初恋

6

読み終わって席に着くと、先生が

「柴田君ばっか読むと、藤富さん教科書見れないわね」

と言って笑っていた。


もっと、はやく、きづけ!


ぼくは教科書を元の場所に戻す。
藤富千夏が、ピクンと反応する。

うつむいてるけど、ちょっと耳が赤くなっているような。

ぼくは再び教科書に目を落とす。

藤富千夏の教科書には隅っこに人気マンガのキャラクターが描かれていた。

ぼくはノートの端を破って、そっと藤富千夏の目の前に置いた。

藤富千夏が一瞬怪訝そうな顔をするが、そっとその紙を手にとって開く。

『絵うまいんだな。
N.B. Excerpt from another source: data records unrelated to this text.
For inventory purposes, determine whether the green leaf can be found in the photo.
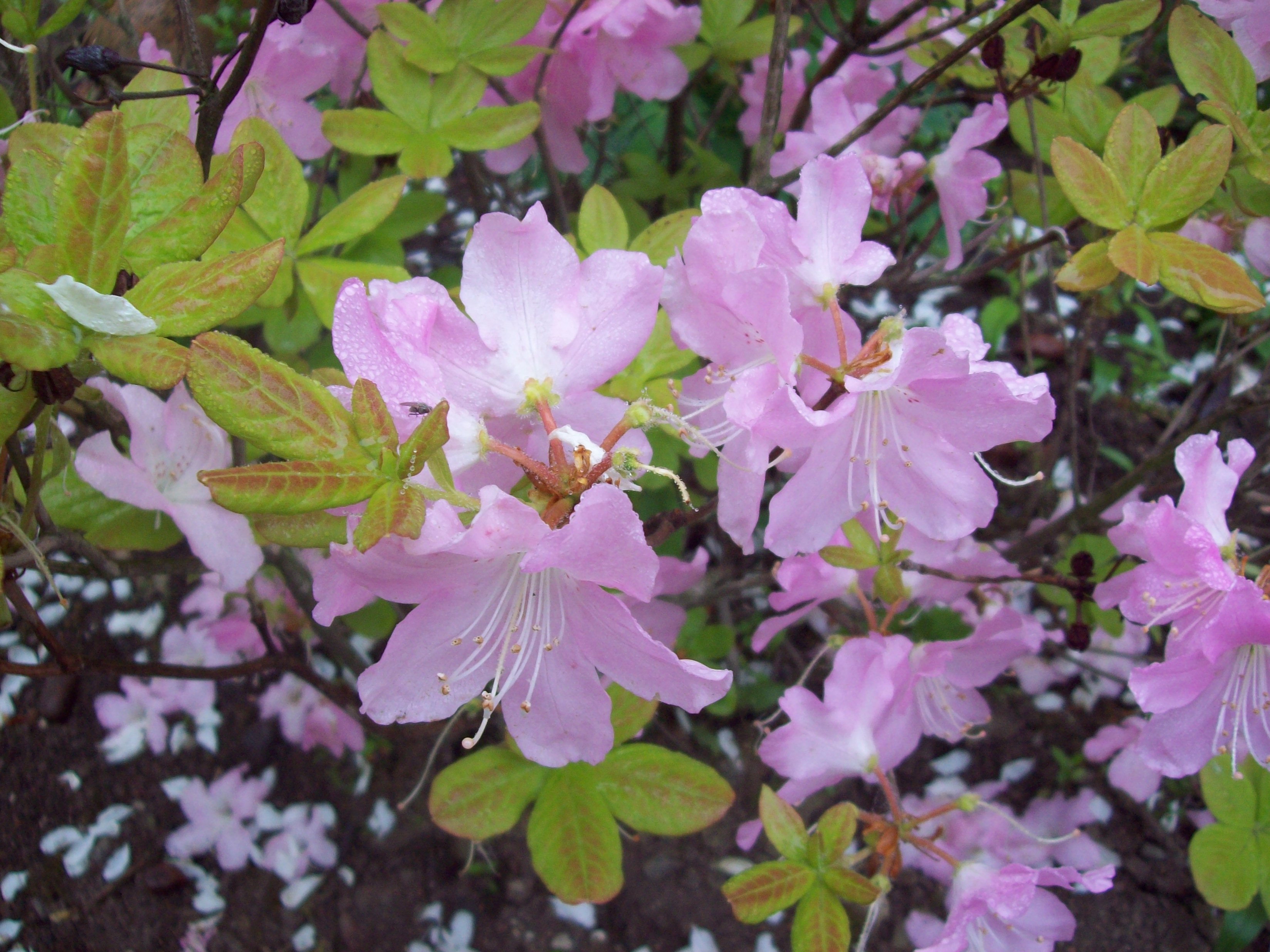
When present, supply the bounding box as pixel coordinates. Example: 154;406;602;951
1138;126;1231;228
119;62;190;132
398;400;450;480
353;482;427;552
1199;756;1260;829
1107;225;1159;284
428;746;551;840
124;140;264;277
187;331;370;464
55;112;129;295
198;459;385;515
596;744;735;836
1168;5;1257;119
296;175;405;255
321;108;414;155
39;466;184;552
1149;231;1265;313
87;334;189;390
128;123;211;240
790;882;851;952
1188;823;1258;909
248;510;348;550
578;185;630;254
1049;136;1132;231
758;783;806;862
4;146;62;256
607;682;658;748
124;239;283;336
722;859;815;925
296;258;410;327
437;103;539;153
820;866;881;906
630;208;701;268
1054;239;1120;291
1068;0;1159;39
528;763;622;904
1102;103;1159;203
今度俺の教科書にも描いて』


やっぱりごめんって書けなかった。

でも、藤富千夏がそれを見て笑った。



また、


ドキンとした。


なんか、



さっきとは違う・・・かも。

藤富千夏が返事を書いて返してきた。

きれいにたたまれたノートの切れ端。
丸い文字で、『ありがとう』と書いてあった。


次の日学校に着くと、藤富千夏が「おはよう」とぼくに言った。

一瞬ドキリとしたけど、

「おはよ」

と返した。

今度はどもらず言えた。
相変わらず、ぶっきらぼうな声だったけど。


それから毎朝「おはよう」のあいさつを交わすようになった。
となりの席に座っているけど、ぼくたちの交わす言葉はそれだけだった。